1. Statement of the Technical Field
The present disclosure relates to optical modulation devices, and more particularly to resonator-based optical modulators.
2. Description of the Related Art
Advanced optical modulation formats could offer significant advantages for optical communications. For example, Quadrature Phase-Shift Keying (“QPSK”) provides higher spectral efficiency, better tolerance to fiber nonlinearly and chromatic dispersion, and enhanced receiver sensitivity compared to on-off keying. Traditional Lithium Niobate (“LiNbO3”) modulators can be used for such modulation. However, LiNbO3 modulators are relatively large in size. For a general M-ary modulation format that requires a large number of optical modulator components along with their driving signal circuitries, the overall size of the entire modulator is rather cumbersome.

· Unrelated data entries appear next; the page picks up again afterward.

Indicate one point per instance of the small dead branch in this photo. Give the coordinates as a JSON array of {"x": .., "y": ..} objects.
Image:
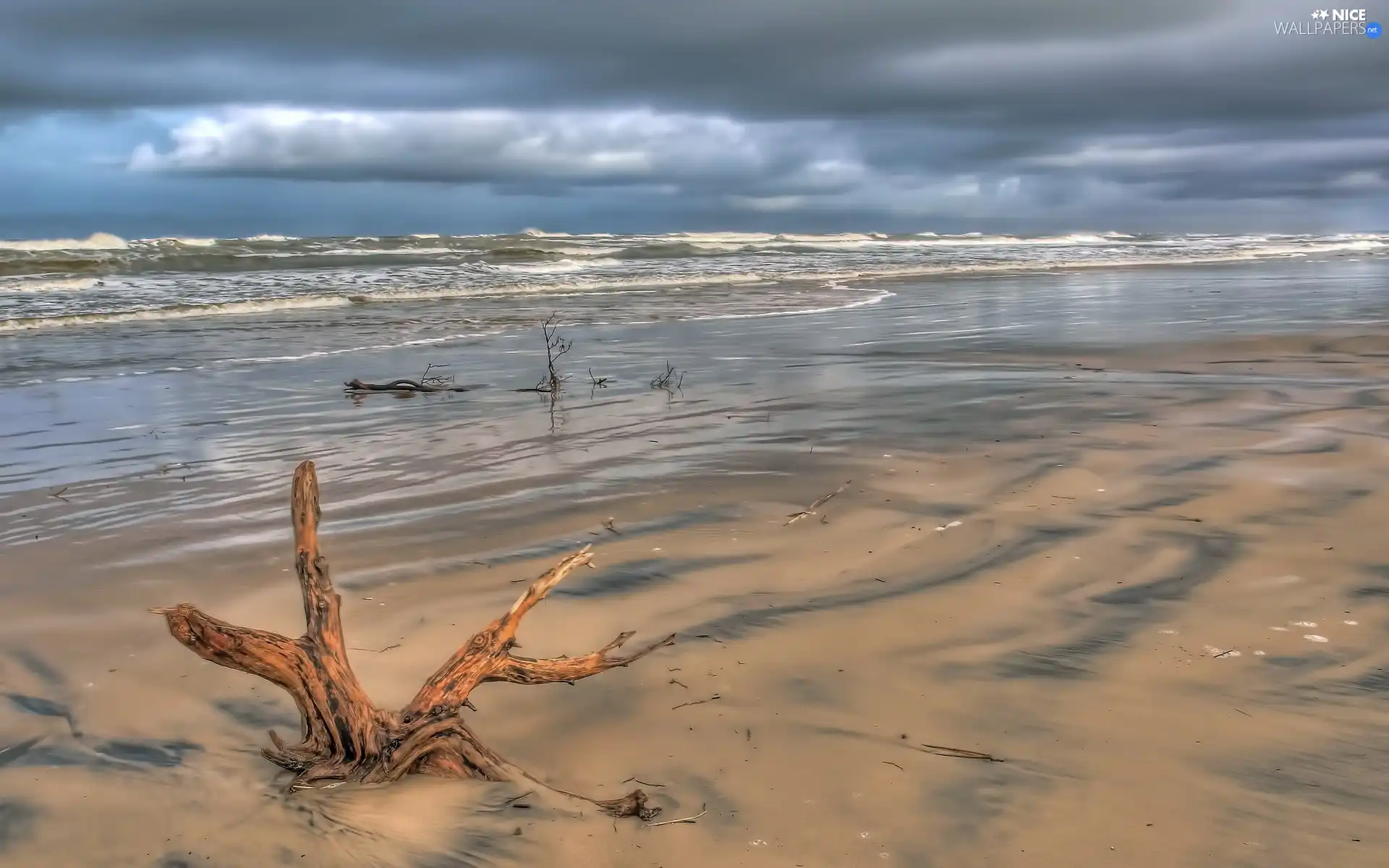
[
  {"x": 511, "y": 803},
  {"x": 812, "y": 509},
  {"x": 356, "y": 386},
  {"x": 555, "y": 347},
  {"x": 670, "y": 380},
  {"x": 699, "y": 702},
  {"x": 435, "y": 380},
  {"x": 670, "y": 822},
  {"x": 959, "y": 753}
]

Recent breakthroughs in silicon photonics, particularly silicon based optical modulators, have fundamentally changed the landscape of modulator technology. Notably, micro-resonator based silicon modulators constitute an ideal candidate for optical modulation due to their compact size, low power consumption, and ease of monolithic integration with driving circuitries on the same silicon chip. Most research on silicon micro-ring modulators employed intensity modulation in binary formats. Recently, micro-ring resonator based modulators for differential binary phase-shift-keying and differential QPSK have been proposed, and satisfactory performances have been predicted. Another work employed the anti-crossing between paired amplitude and phase resonators and demonstrated enhanced sensitivity to the input drive signal. A high-Q micro-ring quadrature modulator incorporating dual 2×2 Mach-Zehnder interferometers has also been recently proposed with beneficial performance.